RECENT AGE DISCRIMINATION RULINGS

by Art Gutman Ph.D., Professor, Florida Institute of Technology

Three recent age discrimination cases caught my attention, each for different reasons. One case was decided under California State law (Reid v. Google [50 Cal. 4th 512, 8/5/10]), and the other two were ADEA cases (Aliotta v. Bair [2010 U.S. App. LEXIS 16763, 8/13/10] & Jones v. Oklahoma City Public Schools [2010 U.S. App. LEXIS 17676, 8/24/10]).

In Reid v. Google, the California Supreme Court upheld a reversal of summary judgment that had favored Google. 54 year-old Reid was transferred from a director position to an in-house graduate training program by a 55 year-old Vice President (Rosing) a year after Rosing hired him. Rosing told Reid that he needed to adapt to Googles “culture”, which he characterized as having “younger contributors” and “inexperienced front-line managers”. Another executive and several co-workers were alleged to have made explicit ageist remarks. Reid was later fired by three major decision makers (the two Google co-founders and the CEO). The summary judgment was based on the “stray remarks doctrine” articulated by Justice O’Connor in Price Waterhouse v. Hopkins (1989). In Hopkins, O’Connor opined that remarks by “non-decisionmaking coworkers or ….. decisionmaking supervisors outside of the decisional process” should be insufficient to overcome summary judgment.
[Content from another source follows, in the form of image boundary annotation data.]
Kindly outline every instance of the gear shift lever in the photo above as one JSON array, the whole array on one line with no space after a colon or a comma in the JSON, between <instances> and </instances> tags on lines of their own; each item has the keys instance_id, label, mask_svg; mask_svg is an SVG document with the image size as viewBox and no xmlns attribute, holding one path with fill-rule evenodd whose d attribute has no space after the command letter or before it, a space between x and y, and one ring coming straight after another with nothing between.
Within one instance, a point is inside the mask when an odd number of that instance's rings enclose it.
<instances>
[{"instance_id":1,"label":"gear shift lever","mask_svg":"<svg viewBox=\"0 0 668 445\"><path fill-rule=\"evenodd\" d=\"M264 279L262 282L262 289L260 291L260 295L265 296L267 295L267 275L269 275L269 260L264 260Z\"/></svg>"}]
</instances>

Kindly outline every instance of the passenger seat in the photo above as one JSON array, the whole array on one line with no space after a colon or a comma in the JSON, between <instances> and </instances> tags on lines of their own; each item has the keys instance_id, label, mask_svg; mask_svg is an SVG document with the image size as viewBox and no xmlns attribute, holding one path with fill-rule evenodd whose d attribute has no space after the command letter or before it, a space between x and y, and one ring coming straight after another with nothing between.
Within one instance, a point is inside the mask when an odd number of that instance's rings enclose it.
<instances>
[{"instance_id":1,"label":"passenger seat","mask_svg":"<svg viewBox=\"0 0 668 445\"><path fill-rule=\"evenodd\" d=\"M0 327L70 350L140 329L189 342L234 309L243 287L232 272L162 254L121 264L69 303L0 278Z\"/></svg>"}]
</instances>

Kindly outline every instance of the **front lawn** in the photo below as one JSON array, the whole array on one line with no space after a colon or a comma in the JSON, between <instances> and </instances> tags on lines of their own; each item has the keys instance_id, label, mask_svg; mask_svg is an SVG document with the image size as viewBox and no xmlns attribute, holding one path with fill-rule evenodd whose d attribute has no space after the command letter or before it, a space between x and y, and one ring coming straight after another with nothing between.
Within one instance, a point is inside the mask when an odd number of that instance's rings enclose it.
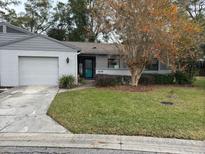
<instances>
[{"instance_id":1,"label":"front lawn","mask_svg":"<svg viewBox=\"0 0 205 154\"><path fill-rule=\"evenodd\" d=\"M204 140L204 83L205 78L198 78L195 84L200 87L155 87L149 92L99 88L65 92L56 96L48 115L73 133Z\"/></svg>"}]
</instances>

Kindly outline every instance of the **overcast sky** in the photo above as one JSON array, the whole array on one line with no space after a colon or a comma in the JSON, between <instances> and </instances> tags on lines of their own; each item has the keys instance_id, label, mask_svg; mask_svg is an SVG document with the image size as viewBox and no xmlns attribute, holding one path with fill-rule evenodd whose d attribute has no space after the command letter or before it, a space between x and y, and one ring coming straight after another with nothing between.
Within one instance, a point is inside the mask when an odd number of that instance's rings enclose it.
<instances>
[{"instance_id":1,"label":"overcast sky","mask_svg":"<svg viewBox=\"0 0 205 154\"><path fill-rule=\"evenodd\" d=\"M52 0L53 1L53 5L55 6L57 2L67 2L68 0ZM24 10L24 3L26 2L26 0L21 0L21 4L19 4L18 6L11 6L11 8L14 8L16 10L17 13L20 13Z\"/></svg>"}]
</instances>

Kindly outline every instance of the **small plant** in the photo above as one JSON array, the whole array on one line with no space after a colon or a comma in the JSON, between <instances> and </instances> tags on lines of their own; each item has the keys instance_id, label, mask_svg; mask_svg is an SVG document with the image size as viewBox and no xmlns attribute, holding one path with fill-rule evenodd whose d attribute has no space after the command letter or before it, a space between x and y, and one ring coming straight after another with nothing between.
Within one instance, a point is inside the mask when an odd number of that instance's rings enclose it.
<instances>
[{"instance_id":1,"label":"small plant","mask_svg":"<svg viewBox=\"0 0 205 154\"><path fill-rule=\"evenodd\" d=\"M194 81L193 77L190 77L188 73L179 71L175 73L175 80L176 84L191 84Z\"/></svg>"},{"instance_id":2,"label":"small plant","mask_svg":"<svg viewBox=\"0 0 205 154\"><path fill-rule=\"evenodd\" d=\"M66 89L75 87L75 77L72 75L63 75L59 80L59 87Z\"/></svg>"}]
</instances>

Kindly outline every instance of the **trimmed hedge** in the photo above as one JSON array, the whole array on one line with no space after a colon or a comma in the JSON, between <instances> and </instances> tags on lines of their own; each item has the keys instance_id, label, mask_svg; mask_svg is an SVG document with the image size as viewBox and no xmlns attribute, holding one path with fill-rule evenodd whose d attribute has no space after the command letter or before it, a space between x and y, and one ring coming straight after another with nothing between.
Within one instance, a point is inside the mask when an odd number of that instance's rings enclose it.
<instances>
[{"instance_id":1,"label":"trimmed hedge","mask_svg":"<svg viewBox=\"0 0 205 154\"><path fill-rule=\"evenodd\" d=\"M75 87L75 77L72 75L63 75L59 79L59 87L66 89Z\"/></svg>"}]
</instances>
However, the two higher courts ruled that California case law considers stray remarks “in totality with the other circumstances in the case” and has not “explicitly adopted or addressed the stray remarks doctrine.

In Aliotta v. Bair, the DC Circuit upheld summary judgment for the defendant on charges of adverse impact and disparate treatment in a reduction-in-force (RIF) at the FDIC. The adverse impact statistics were rejected because the plaintiffs combined older workers who were laid off with older workers who opted for FDIC’s voluntary early retirement plan. On the disparate treatment claim, the plaintiff’s claimed they faced a “Hobson’s Choice” between retirement and termination, but the court disagreed, ruling that employees were given months to decide, and were permitted to seek other jobs in the FDIC. The court also ruled that employers should not be discouraged from using voluntary early retirement plans that could mitigate or eliminate the need for RIFs.

In Jones v. Oklahoma City Public Schools (OKC), the 10th Circuit overturned a summary judgment for OKC. After her job was eliminated, Jones was reassigned from a higher-paying executive position to school principal. A comparable executive position was then created and filled by a substantially younger person. The district court judge ruled that Jones needed additional proof that age was a determining factor in order to survive summary judgment. The 10th Circuit called this “pretext plus” and reversed, ruling that Jones established a prima facie case under the McDonnell-Douglas disparate treatment framework, and it was OKC’s burden to articulate a nondiscriminatory reason for the re-assignment (thus permitting Jones to prove that the articulation is pretext). At issue here was Gross v. FBL (2009), where the Supreme Court ruled that ADEA disparate treatment claims require proof of but-for causation of age discrimination. OKC argued that but-for causation means “age must be the only factor”. The 10th Circuit disagreed and ruled that but-for causation permits other causal factors, as long as “age was the factor that made a difference.”